Chuck Davis
From the freezing climes of Antarctica and Greenland to the heat and humidity of the Amazon, Chuck Davis has worked as a specialist in marine and underwater photography and cinematography. His motion picture credits include work on numerous IMAX films, including Ring of Fire (underwater lava scenes), Whales, The Greatest Places, Amazing Journeys, Search for the Great Sharks, and the Academy Award-nominated, Alaska: Spirit of the Wild and The Living Sea (underwater/marine scenes of Monterey Bay). For over twenty years, Davis worked as a freelance cinematographer and still photographer with the Cousteau filming teams working with the late Jacques Yves Cousteau and his son Jean-Michel during production of the Rediscovery of the World TV series and later, as a director of photography on Jean-Michel Cousteau’s Ocean Adventures PBS television series.
Davis has also worked on feature films such as Warner Brothers’ SPHERE, 20th Century Fox/Walden Media’s, Chasing Mavericks, Wavelength Pictures’ Tao of Surfing (currently in production) as well as documentary projects for the BBC, CBS, NBC/Universal, Discovery/Learning Channel, and National Geographic Channel. Davis was the director of photography for the Smithsonian’s Who We Are (a special dome-theater film for the National Museum for the American Indian, in Washington, D.C.), and the avant-garde production, Crystal Palace, filmed in Papua New Guinea for director, Mathias Poledna.

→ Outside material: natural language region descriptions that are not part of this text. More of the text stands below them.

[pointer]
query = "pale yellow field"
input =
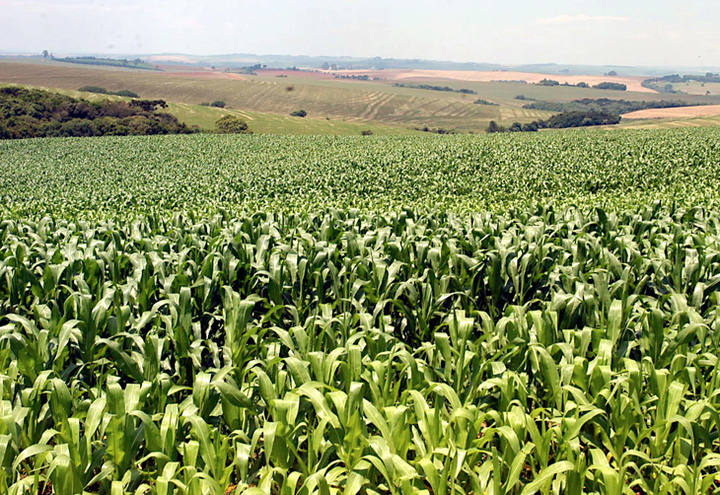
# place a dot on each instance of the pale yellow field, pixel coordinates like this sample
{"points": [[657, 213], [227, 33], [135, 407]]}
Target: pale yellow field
{"points": [[633, 83], [676, 112]]}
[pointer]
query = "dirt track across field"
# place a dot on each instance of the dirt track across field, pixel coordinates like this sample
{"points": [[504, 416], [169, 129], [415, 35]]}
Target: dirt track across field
{"points": [[676, 112]]}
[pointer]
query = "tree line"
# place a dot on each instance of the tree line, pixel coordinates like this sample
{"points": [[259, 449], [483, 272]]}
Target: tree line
{"points": [[560, 121], [27, 113]]}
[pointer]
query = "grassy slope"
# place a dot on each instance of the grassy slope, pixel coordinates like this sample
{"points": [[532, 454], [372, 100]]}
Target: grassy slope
{"points": [[670, 123], [698, 88], [346, 100], [259, 122], [352, 106]]}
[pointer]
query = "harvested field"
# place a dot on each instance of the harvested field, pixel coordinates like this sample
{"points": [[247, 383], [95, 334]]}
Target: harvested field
{"points": [[677, 112], [633, 83]]}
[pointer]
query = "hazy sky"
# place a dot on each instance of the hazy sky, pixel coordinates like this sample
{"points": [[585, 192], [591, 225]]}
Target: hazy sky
{"points": [[627, 32]]}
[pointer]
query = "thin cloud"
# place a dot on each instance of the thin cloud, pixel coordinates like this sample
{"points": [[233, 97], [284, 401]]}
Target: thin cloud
{"points": [[581, 18]]}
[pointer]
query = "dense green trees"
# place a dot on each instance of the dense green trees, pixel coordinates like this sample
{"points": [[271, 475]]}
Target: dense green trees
{"points": [[26, 113], [230, 124], [560, 121]]}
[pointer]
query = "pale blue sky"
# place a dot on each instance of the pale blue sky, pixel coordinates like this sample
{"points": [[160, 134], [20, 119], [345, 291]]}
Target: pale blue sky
{"points": [[629, 32]]}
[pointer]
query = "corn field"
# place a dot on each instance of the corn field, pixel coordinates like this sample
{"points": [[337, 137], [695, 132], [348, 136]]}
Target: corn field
{"points": [[189, 325]]}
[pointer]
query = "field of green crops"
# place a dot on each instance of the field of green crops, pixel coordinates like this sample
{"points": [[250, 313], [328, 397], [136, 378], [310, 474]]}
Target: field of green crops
{"points": [[211, 315]]}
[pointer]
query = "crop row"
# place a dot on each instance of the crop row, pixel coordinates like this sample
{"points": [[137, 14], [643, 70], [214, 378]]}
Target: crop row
{"points": [[551, 351], [118, 177]]}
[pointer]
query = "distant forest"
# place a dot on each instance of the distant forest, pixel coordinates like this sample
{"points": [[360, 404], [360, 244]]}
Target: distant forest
{"points": [[607, 105], [665, 84], [27, 113], [436, 88]]}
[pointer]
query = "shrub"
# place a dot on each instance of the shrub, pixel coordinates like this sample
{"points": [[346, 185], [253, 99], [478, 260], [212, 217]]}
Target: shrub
{"points": [[127, 93], [548, 82], [612, 86], [94, 89], [230, 124]]}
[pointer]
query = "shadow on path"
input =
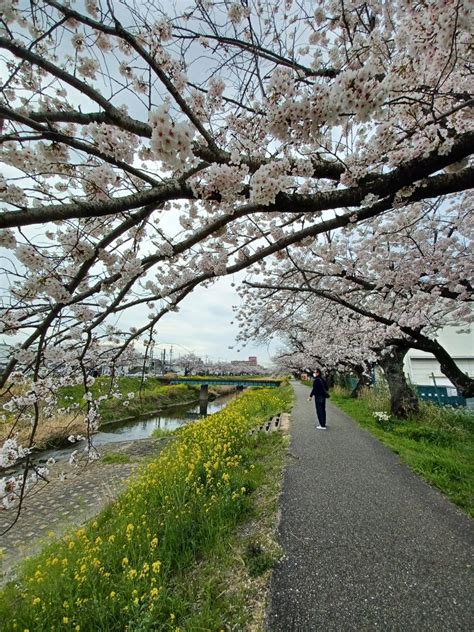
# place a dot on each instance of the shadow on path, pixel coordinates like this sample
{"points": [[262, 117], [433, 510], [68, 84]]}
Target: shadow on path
{"points": [[368, 545]]}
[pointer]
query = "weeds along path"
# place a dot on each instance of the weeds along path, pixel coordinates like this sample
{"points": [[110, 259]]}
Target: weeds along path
{"points": [[368, 544], [50, 509]]}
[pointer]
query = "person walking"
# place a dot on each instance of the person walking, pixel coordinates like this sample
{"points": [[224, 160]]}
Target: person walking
{"points": [[320, 391]]}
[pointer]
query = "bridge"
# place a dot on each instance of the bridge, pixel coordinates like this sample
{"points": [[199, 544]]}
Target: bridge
{"points": [[205, 381]]}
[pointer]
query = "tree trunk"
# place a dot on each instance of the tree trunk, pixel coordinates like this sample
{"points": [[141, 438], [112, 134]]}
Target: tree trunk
{"points": [[403, 401], [363, 381]]}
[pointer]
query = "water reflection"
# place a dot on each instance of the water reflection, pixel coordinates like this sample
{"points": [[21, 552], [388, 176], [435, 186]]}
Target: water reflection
{"points": [[143, 428]]}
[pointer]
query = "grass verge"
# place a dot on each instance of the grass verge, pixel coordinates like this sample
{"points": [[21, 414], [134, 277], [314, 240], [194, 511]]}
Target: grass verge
{"points": [[183, 549], [438, 444]]}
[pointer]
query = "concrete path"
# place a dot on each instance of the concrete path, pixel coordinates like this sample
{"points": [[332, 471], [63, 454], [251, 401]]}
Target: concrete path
{"points": [[368, 545]]}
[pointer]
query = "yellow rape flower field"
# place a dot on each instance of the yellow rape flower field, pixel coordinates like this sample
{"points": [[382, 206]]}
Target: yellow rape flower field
{"points": [[184, 548]]}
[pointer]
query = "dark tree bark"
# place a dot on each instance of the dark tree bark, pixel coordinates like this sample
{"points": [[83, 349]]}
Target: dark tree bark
{"points": [[403, 401], [363, 381]]}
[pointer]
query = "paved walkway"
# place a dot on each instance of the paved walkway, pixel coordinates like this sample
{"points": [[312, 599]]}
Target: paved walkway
{"points": [[369, 545], [50, 510]]}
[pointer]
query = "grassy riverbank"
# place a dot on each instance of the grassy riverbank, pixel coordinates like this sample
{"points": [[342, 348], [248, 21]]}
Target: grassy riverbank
{"points": [[126, 397], [129, 396], [184, 549], [438, 444]]}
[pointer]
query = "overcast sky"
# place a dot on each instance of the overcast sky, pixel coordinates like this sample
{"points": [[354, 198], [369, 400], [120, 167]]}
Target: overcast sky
{"points": [[203, 326]]}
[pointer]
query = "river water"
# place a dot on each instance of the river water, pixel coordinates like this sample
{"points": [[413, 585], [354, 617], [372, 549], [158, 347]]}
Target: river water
{"points": [[142, 427]]}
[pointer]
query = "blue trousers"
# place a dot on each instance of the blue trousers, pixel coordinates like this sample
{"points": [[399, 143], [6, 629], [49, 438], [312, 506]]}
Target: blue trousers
{"points": [[321, 410]]}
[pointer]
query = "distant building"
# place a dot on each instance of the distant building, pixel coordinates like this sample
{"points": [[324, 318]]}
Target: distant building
{"points": [[423, 369], [252, 361], [5, 354]]}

Davis’s still photographs have been widely published in magazines such as LensWork, B +W, ORION, LIFE, National Geographic, Audubon, Nature’s Best, Outside, French Terre Sauvage, BBC Wildlife, Ocean Realm and numerous Cousteau publications. His work is included in several private and corporate collections including the permanent photographic collection of the Mariners’ Museum in Newport News, VA. His work has been included in special exhibitions by the Ansel Adams Gallery and multi-photographer exhibits at the National Geographic Society/Explorer’s Hall, the Center for Photographic Art, the Monterey Museum of Art, and Brooks Institute. Davis is the author/photographer of California Reefs (Chronicle Books) and has earned degrees in fisheries biology from the University of Massachusetts/Amherst and in filmmaking from the Brooks Institute. The main thrust in Davis’ personal work is in helping to stimulate marine environmental awareness and conservation via the use of marine and underwater imagery.
Artist’s Statement
Jacques Yves Cousteau has said, “We forget that the water cycle and the life cycle are one.” As an underwater photographer, I firmly believe that we are born of the sea. We are part of the ocean, and it is part of us. We are inextricably connected. Even if one is standing far inland, on a landlocked plateau, thousands of feet above sea level, all one has to do is look up at the sky (as I did many years ago, when I was filming in Tibet on the Chang Tang Plateau, high in the Himalayas) and there it is in the clouds: water vapor and evidence of the ocean’s life-sustaining moisture evaporated from the sea, which will eventually rain down on Earth, sustaining terrestrial life, and be carried to sea again by streams and rivers. Without our oceans, life as we know it would cease to exist. What we do to the sea — and the stewardship we may extend to it — we ultimately do to and for ourselves. It is this truth — this connection — that I strive to make visible through my work.